Due concerti e un riconoscimento prestigioso. Il maestro olandese Ton Koopman riceverà domenica 3 maggio, nella prestigiosa sede delle Sale Apollinee del Teatro La Fenice, il premio Una vita nella musica 2026. Tornerà inoltre alla testa di Orchestra e Coro del Teatro La Fenice con un concerto interamente dedicato a Wolfgang Amadeus Mozart. Due gli appuntamenti al Teatro Malibran, sabato 2 e domenica 3 maggio. In programma il mottetto eucaristico «Ave verum corpus» kv 618. La “Messa dell’incoronazione” per soli, coro, organo e orchestra in do maggiore kv 317, con la partecipazione delle voci soliste del soprano Giulia Semenzato, del mezzosoprano Margherita Maria Sala, del tenore Kieran White e del basso Adolfo Corrado. In chiusura, la Sinfonia n. 40 in sol minore kv 550. La prima di sabato 2 maggio sarà trasmessa in differita radiofonica su Rai Radio3.
Ton Koopman
Il celebrato direttore olandese riceve il Premio Una vita nella musica dopo Arthur Rubinstein, Mstislav Rostropovič, Claudio Abbado, Karl Böhm, Carlo Maria Giulini, Leonard Bernstein, solo per ricordare alcuni dei musicisti insigniti di questo riconoscimento. Creato nel 1979 da Bruno Tosi per celebrare le personalità più illustri della scena musicale internazionale e giunto quest’anno alla trentottesima edizione. Ton Koopman, figura di riferimento nel movimento dell’interpretazione antica, negli ultimi anni svolge un’intensa attività come direttore ospite, collaborando con le orchestre più prestigiose in Europa, Stati Uniti e Giappone. Tra i progetti più ambiziosi figurano l’esecuzione e la registrazione delle Cantate di Bach. Un intenso lavoro di ricerca durato dieci anni, per il quale ha ricevuto il Deutsche Schallplattenpreis Echo Klassik, il bbc Award e il premio Hector Berlioz.
«Ave verum corpus»
Tutto dedicato alla musica di Wolfgang Amadeus Mozart (1756-1791), il concerto diretto da Ton Koopman prenderà le mosse dal mottetto eucaristico «Ave verum corpus» kv 618. Tra le ultime composizioni del salisburghese, rappresenta forse una delle pagine più pure e più legate al mondo sacro. Sono poche battute, per circa tre minuti di musica di rara bellezza.

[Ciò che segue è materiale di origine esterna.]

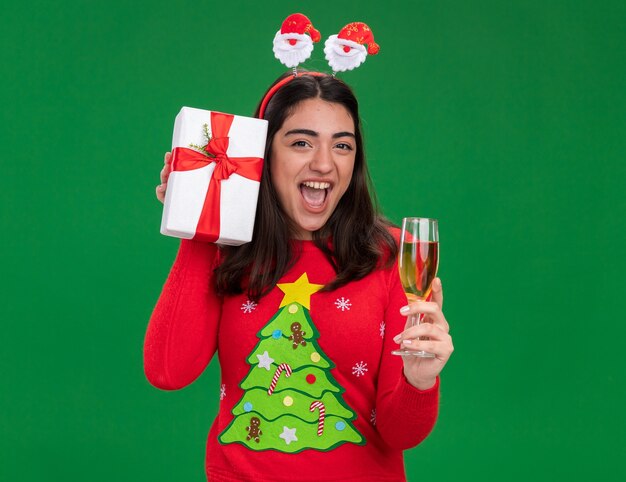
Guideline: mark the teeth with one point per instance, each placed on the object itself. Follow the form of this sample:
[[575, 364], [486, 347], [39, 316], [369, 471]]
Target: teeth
[[317, 185]]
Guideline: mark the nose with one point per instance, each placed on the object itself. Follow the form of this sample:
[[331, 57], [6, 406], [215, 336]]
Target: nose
[[322, 161]]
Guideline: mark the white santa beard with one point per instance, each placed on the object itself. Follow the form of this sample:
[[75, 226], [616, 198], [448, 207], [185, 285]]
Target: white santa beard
[[292, 55], [338, 59]]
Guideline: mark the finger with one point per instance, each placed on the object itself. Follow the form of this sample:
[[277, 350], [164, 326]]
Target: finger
[[429, 330], [430, 309], [437, 292], [441, 349], [160, 192], [165, 174]]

La “Messa dell’incoronazione”
La “Messa dell’incoronazione” per soli, coro, organo e orchestra in do maggiore kv 317 nacque alla corte arcivescovile di Salisburgo, dove Mozart era organista. Fu composta nel marzo del 1779 e fu una delle ultime. Probabilmente era destinata a un’esecuzione per la domenica di Pasqua. Ma nel 1791 Antonio Salieri la diresse a Praga per l’incoronazione dell’imperatore Leopoldo II a re di Boemia. E di nuovo nel 1792, dopo la morte prematura e inaspettata di Leopoldo, per l’incoronazione del suo successore, Francesco II, come nuovo Imperatore del Sacro Romano Impero. Da qui la denominazione di ‘Messa dell’incoronazione’.
La Sinfonia n. 40 in sol minore
La serata si chiuderà con la Sinfonia n. 40 kv 550 di Wolfgang Amadeus Mozart, nota anche come la ‘grande’ per distinguerla dall’altra pagina sinfonica mozartiana nella stessa tonalità di sol minore associata al numero di catalogo kv 183. Fu composta mentre il musicista era a Vienna, nel luglio del 1788: nata a stretto giro con la n. 41 Jupiter, è con quest’ultima tra le sinfonie più amate, conosciute ed eseguite del compositore di Salisburgo.